1. Prove Theorem 6 in the notes regarding the best \(q\)-dimensional affine approximation to \(Y\) (Hint: mimic the proof of Theorem 4).

  2. Recall the definition of the sample covariance matrix between two sets of variables: If \(X\in \mathbb R^{n\times p}\) and \(Y \in \mathbb R^{n\times q}\) then we define \(Cov[X, Y]\) to be the \(p\times q\) matrix with \(j,k\)th element given by the sample covariance of columns \(j\) and \(k\) of \(X\) and \(Y\) respectively. Let \(C\) be the \(n\times n\) centering matrix.

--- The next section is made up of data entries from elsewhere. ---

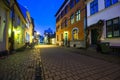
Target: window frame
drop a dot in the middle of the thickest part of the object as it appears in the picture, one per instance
(71, 4)
(72, 19)
(112, 24)
(93, 7)
(111, 3)
(78, 15)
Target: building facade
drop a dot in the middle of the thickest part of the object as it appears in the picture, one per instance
(70, 23)
(4, 24)
(17, 28)
(103, 21)
(29, 28)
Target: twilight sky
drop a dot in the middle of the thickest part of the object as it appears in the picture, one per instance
(43, 12)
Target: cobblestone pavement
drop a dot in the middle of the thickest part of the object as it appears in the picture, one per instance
(21, 66)
(60, 64)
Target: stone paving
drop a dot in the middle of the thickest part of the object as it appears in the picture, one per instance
(21, 66)
(60, 64)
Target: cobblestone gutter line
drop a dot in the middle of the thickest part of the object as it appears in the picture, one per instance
(21, 66)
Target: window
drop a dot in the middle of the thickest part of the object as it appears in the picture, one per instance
(78, 15)
(66, 9)
(72, 19)
(94, 7)
(71, 4)
(110, 2)
(75, 34)
(62, 13)
(77, 1)
(113, 28)
(57, 38)
(61, 37)
(65, 22)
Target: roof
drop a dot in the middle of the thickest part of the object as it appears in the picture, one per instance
(61, 7)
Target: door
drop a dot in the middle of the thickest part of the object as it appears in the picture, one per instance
(94, 36)
(65, 38)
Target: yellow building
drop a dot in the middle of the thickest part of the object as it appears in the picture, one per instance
(4, 21)
(29, 28)
(17, 28)
(70, 24)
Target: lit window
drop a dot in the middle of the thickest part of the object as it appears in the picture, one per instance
(71, 4)
(94, 7)
(110, 2)
(66, 9)
(113, 28)
(75, 34)
(77, 1)
(78, 15)
(65, 22)
(72, 19)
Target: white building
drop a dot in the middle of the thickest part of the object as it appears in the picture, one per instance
(103, 21)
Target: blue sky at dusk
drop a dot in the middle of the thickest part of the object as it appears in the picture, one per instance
(43, 12)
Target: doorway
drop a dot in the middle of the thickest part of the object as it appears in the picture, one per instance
(94, 36)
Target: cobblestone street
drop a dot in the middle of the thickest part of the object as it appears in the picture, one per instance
(21, 66)
(56, 63)
(60, 64)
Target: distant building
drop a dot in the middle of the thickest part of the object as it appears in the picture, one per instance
(4, 25)
(47, 35)
(103, 18)
(70, 23)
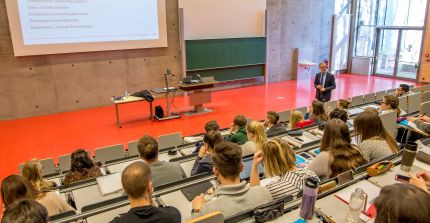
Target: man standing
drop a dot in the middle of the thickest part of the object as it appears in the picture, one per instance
(324, 83)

Show that \[ Cov[ X, Y] = Cov[ CX,Y] = Cov[X,CY]= Cov[CX,CY]. \]

  3. In PCA we might want to know how the original variables \(Y\) are correlated with the new variables, the principal components \(F\).
    Find a simple formula for \(Cov[Y,F]\) in terms of the eigenvalues and vectors of \(S = Y^\top C Y\). Find a slightly more complicated formula for the correlation matrix between \(Y\) and \(F\).

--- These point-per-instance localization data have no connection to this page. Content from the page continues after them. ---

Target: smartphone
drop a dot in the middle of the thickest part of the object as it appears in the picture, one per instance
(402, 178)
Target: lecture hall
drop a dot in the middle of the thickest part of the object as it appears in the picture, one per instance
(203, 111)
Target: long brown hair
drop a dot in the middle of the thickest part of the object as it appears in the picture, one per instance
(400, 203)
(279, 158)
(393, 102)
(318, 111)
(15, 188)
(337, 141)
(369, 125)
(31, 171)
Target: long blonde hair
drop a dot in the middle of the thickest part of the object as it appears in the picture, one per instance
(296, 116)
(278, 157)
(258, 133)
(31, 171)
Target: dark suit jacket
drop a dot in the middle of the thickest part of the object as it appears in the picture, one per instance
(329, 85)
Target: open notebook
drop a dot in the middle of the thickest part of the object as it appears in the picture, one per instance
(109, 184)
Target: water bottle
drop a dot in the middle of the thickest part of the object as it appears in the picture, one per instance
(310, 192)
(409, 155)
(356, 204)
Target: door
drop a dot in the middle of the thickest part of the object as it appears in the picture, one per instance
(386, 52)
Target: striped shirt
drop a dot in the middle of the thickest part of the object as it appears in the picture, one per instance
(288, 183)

  4. The dataset UNComtrade.rds contains a matrix \(Y\) of the total trade volume in log-dollars between \(n=148\) countries for the 10 year period 2001-2010. Specifically, \(y_{i,j}\) is the total trade volume exported from country \(i\) to country \(j\) during this period.

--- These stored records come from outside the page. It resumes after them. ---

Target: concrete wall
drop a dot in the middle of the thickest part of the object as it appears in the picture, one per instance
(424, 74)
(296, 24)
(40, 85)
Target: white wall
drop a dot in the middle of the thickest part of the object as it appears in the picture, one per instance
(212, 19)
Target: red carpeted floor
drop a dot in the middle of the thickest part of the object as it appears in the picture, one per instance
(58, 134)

    1. Compute the best rank-2 approximation to the matrix \(Y-11^\top \bar y\) where \(\bar y = 1^\top Y 1/n^2\), the scalar average of all \(n^2\) entries of the matrix. On a single figure, plot the first two left singular vectors and the first two right singular vectors, using the country names as plotting symbols, and colors to distinguish the left singular vectors from the right. So, each country should be represented with two points on the plot - \((u_{i,1},u_{i,2})\) in one color and \((v_{i,1},v_{i,2})\) in another color. Describe how the plot can be used to identify pairs of countries with a high trade volume.
    2. Repeat part a. but using the SVD of \(CY\) where \(C\) is the \(n\times n\) centering matrix. Describe how the figure has changed, and explain how to interpret the \(U\) and \(V\) matrices.
    3. Repeat part a. but using the SVD of \(CYC\). Again, describe how the figure differs from those in a. and b. and explain how to interpret the \(U\) and \(V\) matrices.

Hints for problem 1:

  1. Mimicking the proof in theorem 4, show that the problem reduces to that of finding the best approximation to \(E\) of the form \(A W^\top\) where \(A\in \mathbb R^{n\times q}\) and \(W\in \mathbb R^{p\times q}\).

  2. Without loss of generality, assume \(W^\top W = I_q\). Now find the value of \(A\) that minimizes the sum of squared error, for a given \(W\).

  3. From 2, reduce the problem to one of finding the matrix \(W\) that maximizes the trace of \(W^\top S W\), where \(S=E^\top E\).

  4. Using the eigendecomposition of \(S=V\Lambda V^\top\), express the trace as a sum over values of \(\Lambda\) and the squared entries of the \(p\times q\) matrix \(X = V^\top W\). Note that \(X^\top X = I_q\), so in particular, the squared entries are between 0 and 1, the sum of the squared entries of the columns are 1 and the sum of all squared entries is \(q\).